Hezbollah’s offensive came in response to an Israeli strike on Jan. 18 on a convoy in the Syrian town of Qunaitra in the Golan Heights which killed six Hezbollah fighters and a high-ranking official in the Iranian Revolutionary Guard.


One of the Hezbollah members killed was Jihad Mughniyeh, the son of the slain Hezbollah commander Imad Mughniyeh.


Lieberman’s comments came a day after U.S. publications The Washington Post and later Newsweek revealed how the CIA and Israel’s spy agency Mossad were behind an elaborate plot to kill Mughniyeh in 2008.


Both publications detailed how the two spy agencies executed a pinpoint operation using a car bomb to take down Mughniyeh in a restaurant parking lot in Damascus on Feb. 12, 2008.


The CIA led the operation, carrying out tedious tests on the car bomb at a facility in North Carolina to ensure that the bomb would have a small radius and cause no collateral damage, both publications said.


After deciding on the right bomb, CIA and Mossad agents had to wait months to carry out the operation, monitoring Mughniyeh’s movements and waiting for a moment when he was alone to carry out the strike.


However, there is a stark difference between the two publications on one detail of the operation regarding who actually detonated the bomb that killed Mughniyeh.


The Post reported that operatives on the ground monitored Mughniyeh’s movements but the device was triggered remotely from Tel Aviv.


“The way it was set up, the U.S. could object and call it off, but it could not execute,” a former U.S. intelligence official told the Post.


They added that the Israelis wanted to pull the trigger as payback with one former official describing it as “revenge,” but the Americans didn’t care.


However, Newsweek reported that the CIA operative that was monitoring Mughniyeh’s movements with a Mossad agent in Damascus would “press the remote,” to detonate the bomb.


Newsweek reported that this Mossad agent was present to identify Mughniyeh while the Post said that facial recognition technology was used.


Both publications scrutinized the legality of the operation.
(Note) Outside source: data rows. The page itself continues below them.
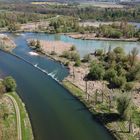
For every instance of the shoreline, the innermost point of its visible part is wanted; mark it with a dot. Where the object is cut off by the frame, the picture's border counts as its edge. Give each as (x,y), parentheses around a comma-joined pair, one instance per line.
(79,36)
(61,83)
(89,37)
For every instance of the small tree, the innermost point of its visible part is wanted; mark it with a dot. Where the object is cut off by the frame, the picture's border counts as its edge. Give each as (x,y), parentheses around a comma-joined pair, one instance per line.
(123,105)
(73,48)
(86,58)
(2,89)
(96,72)
(78,62)
(10,84)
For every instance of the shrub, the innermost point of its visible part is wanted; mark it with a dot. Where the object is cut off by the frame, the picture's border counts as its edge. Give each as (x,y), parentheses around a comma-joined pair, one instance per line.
(77,63)
(123,104)
(118,82)
(96,72)
(128,86)
(73,48)
(110,74)
(10,84)
(86,58)
(99,52)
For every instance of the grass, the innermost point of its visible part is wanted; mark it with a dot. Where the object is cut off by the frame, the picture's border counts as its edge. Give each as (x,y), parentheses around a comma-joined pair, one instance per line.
(8,121)
(25,122)
(101,110)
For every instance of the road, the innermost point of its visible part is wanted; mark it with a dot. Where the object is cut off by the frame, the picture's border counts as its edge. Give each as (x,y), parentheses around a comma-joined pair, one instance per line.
(19,132)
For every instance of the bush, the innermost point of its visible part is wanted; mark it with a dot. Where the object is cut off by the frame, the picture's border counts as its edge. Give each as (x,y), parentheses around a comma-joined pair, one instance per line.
(119,50)
(73,48)
(99,52)
(118,82)
(123,104)
(32,43)
(110,74)
(10,84)
(96,72)
(77,63)
(128,86)
(86,58)
(2,89)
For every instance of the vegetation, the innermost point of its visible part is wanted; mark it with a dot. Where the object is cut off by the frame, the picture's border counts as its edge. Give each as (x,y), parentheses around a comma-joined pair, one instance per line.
(7,113)
(12,20)
(121,122)
(25,122)
(10,84)
(119,69)
(127,13)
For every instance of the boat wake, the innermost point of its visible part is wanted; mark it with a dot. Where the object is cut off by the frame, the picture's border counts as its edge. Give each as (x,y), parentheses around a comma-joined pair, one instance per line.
(52,74)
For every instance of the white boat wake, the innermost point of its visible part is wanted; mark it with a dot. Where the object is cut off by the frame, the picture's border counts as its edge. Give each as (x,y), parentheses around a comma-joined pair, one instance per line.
(52,74)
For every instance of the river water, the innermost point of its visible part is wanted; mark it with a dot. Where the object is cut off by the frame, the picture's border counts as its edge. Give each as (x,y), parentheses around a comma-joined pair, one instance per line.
(55,114)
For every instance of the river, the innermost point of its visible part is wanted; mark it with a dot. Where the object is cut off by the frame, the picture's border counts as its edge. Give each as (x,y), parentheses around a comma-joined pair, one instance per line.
(83,46)
(55,114)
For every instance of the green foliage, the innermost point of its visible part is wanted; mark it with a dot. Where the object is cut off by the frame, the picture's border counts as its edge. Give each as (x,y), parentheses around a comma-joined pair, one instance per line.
(118,50)
(133,73)
(118,69)
(77,63)
(96,71)
(10,84)
(32,43)
(73,48)
(129,86)
(118,82)
(2,89)
(99,52)
(13,27)
(86,58)
(64,24)
(110,74)
(123,105)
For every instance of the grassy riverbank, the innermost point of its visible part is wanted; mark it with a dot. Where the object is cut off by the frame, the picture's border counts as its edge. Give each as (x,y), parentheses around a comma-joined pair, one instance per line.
(101,110)
(26,128)
(9,124)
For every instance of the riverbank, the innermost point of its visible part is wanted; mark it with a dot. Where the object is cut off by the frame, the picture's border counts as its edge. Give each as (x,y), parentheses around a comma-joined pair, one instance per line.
(88,92)
(6,43)
(15,124)
(26,128)
(103,113)
(93,37)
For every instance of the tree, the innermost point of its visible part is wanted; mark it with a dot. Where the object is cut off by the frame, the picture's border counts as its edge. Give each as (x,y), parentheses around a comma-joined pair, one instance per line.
(2,89)
(132,56)
(73,48)
(123,105)
(10,84)
(97,71)
(77,63)
(86,58)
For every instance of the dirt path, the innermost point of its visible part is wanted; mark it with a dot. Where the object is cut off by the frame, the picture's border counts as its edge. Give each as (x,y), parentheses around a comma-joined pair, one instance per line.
(17,116)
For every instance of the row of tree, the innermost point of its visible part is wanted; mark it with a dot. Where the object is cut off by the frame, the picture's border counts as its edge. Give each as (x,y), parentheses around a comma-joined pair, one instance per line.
(8,84)
(119,69)
(84,13)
Following a 1981 executive order, the CIA was banned from carrying out assassinations. Therefore, in order to authorize this mission the CIA had to receive permission from former President of the United States George W. Bush as well as several senior figures, the Post said.


The CIA justified the operation by stating that Mughniyeh was a threat to American national security as he had been involved in a number of operations that killed Americans and was also thought to be training Shiite militias in Iraq that were targeting American troops at the time.
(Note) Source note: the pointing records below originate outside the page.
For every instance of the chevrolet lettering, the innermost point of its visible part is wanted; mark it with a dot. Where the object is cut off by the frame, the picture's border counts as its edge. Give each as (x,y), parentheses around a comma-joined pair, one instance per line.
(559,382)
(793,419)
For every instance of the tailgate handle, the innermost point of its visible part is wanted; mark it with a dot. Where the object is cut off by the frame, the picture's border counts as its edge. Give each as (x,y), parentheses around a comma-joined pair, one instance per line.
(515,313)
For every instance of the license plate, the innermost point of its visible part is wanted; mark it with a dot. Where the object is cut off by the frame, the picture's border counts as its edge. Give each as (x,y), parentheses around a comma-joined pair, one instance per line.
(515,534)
Newsweek reported that it only took the U.S. president 30 seconds to agree to the order when former CIA Chief Michael Hayden brought him the request, telling him to “Go with God.”


Hayden was nonetheless nervous about carrying out the operation due to its precarious legality but eventually agreed, Newsweek said.


Mughniyeh had been on the FBI’s most wanted list for decades after being involved in operations such as the attack on the U.S. Embassy in Beirut, the kidnapping and murder of Beirut CIA station Chief William Buckley and the bombing of U.S. Marine barracks at Beirut airport in the 1980s.